Before she left, Ana wanted to see the inaugural chopping of the blonde locks so we all crowded into a local barbershop to watch Erik’s transformation. Though he’d envisioned a simple buzz cut, the barber had other ideas, leaving the tiniest bit of blonde on top—a look she assured us was “popular with the boys in Spain.” Afterward, we walked Ana to the bus stop. Saying goodbye after spending the last month together was tough as I spent all but one day of my Camino with her. It was sad to say goodbye knowing when I will see her again (We have talks about meeting up in the future, just have to figure out the logistics and hopefully the crazy boys will join us as well).
Fritz’s hair adventure led us to a beauty school offering discounted highlights as he didn’t want to pay too much. I didn’t want to express my concern as you never know what you’re going to get from beauty students… but he seemed confident in his decision. At this time, Joachim had to head to the airport to pick up his girlfriend who was coming in to meet him but as they would be staying in a hotel together, we said our tentative goodbyes as he planned to stop by the next day.
In the meantime, while Fritz was still at the salon, Erik and I headed back to the cathedral to explore a bit more as we hadn’t been able to during pilgrim mass. It was beautiful but absolutely packed - I had no idea how many non-pilgrim visitors there were. We capped our outing with ice cream (can’t go a day without) before going to see Fritz’s final look which turnedout WAY better than expected!

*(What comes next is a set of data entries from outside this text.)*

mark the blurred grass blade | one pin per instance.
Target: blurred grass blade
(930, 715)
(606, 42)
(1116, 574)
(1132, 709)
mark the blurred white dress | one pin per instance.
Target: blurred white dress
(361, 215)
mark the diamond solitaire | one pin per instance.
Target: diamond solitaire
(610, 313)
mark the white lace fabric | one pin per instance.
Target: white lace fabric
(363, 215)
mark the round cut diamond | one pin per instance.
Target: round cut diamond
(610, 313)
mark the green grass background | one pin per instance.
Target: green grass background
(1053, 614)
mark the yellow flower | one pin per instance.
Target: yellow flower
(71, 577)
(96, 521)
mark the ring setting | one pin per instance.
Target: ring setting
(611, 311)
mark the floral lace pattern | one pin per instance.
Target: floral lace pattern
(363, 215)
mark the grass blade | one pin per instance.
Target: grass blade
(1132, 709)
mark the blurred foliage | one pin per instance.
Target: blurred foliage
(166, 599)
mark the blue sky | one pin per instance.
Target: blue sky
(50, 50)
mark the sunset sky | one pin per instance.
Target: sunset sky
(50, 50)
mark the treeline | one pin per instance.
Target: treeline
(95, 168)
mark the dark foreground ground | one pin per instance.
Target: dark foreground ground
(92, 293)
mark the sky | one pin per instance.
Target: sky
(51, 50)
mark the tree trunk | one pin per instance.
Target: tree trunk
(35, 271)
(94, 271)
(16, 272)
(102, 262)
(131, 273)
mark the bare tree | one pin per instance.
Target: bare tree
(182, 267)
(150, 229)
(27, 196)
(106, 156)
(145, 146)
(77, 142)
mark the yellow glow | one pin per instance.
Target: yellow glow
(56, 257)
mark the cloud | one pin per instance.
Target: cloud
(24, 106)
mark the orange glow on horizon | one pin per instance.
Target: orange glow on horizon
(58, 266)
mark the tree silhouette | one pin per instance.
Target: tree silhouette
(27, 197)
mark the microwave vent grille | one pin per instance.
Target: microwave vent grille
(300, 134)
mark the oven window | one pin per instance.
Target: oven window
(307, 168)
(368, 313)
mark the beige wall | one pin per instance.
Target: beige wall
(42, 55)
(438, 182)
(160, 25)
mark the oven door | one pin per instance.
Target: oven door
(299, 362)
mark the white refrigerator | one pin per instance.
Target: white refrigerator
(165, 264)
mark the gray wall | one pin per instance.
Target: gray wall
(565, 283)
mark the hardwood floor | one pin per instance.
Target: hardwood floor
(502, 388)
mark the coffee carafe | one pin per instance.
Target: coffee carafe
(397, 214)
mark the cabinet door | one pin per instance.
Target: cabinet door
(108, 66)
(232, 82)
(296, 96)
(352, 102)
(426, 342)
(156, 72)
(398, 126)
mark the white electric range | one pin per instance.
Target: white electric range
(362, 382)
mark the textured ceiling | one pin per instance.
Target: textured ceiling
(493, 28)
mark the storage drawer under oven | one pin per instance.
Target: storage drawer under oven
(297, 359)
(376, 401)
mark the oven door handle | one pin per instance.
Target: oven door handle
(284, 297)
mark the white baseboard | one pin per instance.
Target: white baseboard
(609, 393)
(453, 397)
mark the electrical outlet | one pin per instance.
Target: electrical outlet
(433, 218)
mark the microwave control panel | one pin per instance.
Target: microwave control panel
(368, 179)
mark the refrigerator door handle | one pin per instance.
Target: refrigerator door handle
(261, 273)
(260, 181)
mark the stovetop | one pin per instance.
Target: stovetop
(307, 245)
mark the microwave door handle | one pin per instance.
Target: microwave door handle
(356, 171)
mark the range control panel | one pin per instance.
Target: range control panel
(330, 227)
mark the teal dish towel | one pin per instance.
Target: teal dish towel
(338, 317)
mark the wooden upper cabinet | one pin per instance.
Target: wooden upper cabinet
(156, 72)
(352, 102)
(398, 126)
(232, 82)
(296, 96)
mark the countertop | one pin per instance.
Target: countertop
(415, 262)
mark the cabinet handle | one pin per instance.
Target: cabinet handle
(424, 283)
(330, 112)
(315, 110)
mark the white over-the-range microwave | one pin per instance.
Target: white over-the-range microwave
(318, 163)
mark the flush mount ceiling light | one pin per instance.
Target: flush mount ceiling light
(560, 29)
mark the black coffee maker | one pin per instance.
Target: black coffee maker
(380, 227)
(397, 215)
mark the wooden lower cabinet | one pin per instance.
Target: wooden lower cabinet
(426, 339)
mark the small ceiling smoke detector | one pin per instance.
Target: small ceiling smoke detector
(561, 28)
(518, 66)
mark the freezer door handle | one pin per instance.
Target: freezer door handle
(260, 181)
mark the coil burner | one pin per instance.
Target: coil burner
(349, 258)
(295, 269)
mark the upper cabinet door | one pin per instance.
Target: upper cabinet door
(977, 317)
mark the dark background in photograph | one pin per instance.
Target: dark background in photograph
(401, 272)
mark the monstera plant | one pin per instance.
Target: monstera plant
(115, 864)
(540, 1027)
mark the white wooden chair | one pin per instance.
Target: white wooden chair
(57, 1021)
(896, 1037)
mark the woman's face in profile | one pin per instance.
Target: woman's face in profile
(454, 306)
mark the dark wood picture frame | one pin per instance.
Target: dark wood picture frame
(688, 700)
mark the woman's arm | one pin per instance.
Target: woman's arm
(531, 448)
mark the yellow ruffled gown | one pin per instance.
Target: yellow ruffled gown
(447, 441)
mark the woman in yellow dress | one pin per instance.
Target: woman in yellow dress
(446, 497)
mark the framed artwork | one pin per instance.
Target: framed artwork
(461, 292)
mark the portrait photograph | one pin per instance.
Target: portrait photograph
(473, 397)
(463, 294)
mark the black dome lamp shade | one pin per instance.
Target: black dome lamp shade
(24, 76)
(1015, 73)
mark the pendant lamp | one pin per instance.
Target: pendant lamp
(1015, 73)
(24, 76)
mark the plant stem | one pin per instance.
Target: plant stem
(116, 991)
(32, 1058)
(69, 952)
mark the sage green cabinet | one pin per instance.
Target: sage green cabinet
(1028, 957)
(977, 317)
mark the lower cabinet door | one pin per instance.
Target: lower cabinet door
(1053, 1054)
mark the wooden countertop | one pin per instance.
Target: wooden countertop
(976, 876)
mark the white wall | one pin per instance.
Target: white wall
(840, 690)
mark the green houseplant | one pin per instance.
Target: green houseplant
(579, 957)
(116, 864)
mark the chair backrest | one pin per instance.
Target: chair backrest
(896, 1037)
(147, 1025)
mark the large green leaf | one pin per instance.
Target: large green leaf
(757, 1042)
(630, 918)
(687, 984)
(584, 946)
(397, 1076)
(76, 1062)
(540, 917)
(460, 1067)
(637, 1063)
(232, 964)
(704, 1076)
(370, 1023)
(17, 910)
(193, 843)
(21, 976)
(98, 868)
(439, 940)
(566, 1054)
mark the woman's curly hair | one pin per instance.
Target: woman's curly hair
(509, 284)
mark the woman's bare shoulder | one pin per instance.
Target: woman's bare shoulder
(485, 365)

He had sent us a photo of his hair in foils and I was fully convinced he was about to be striped like a chipmunk, but his hair turned out great.



That evening, the three of us had one final quiet night together. Without our full group, it felt strangely subdued, but we filled the hours reminiscing, laughing, and dancing—maybe drinking a bit too much to stave off the reality of the coming morning. For someone who rarely cries, I couldn’t hold back a few tears.
The next morning came too soon. We said an early goodbye to Erik, then Joachim stopped by with pastries for breakfast and his final farewell. Fritz left for the airport shortly after, and then it was just me.
Walking alone through Santiago felt strange and heavy. For over a month, I had always been with someone. I came prepared to do the Camino solo, but I’m so glad I didn’t have to. Those four people—Ana, Erik, Fritz, and Joachim—became our Camino family and I am so happy to call them some of my closest friends. Sharing this journey with them made it one of the most memorable months of my life.
Maybe it’s cliché, but I think Abuelo Ernesto from Guemes put it best: The Camino isn’t about the miles you walk, but the friends you meet along the way.
What a great trip and absolutely loved your story. Sorry that it has ended.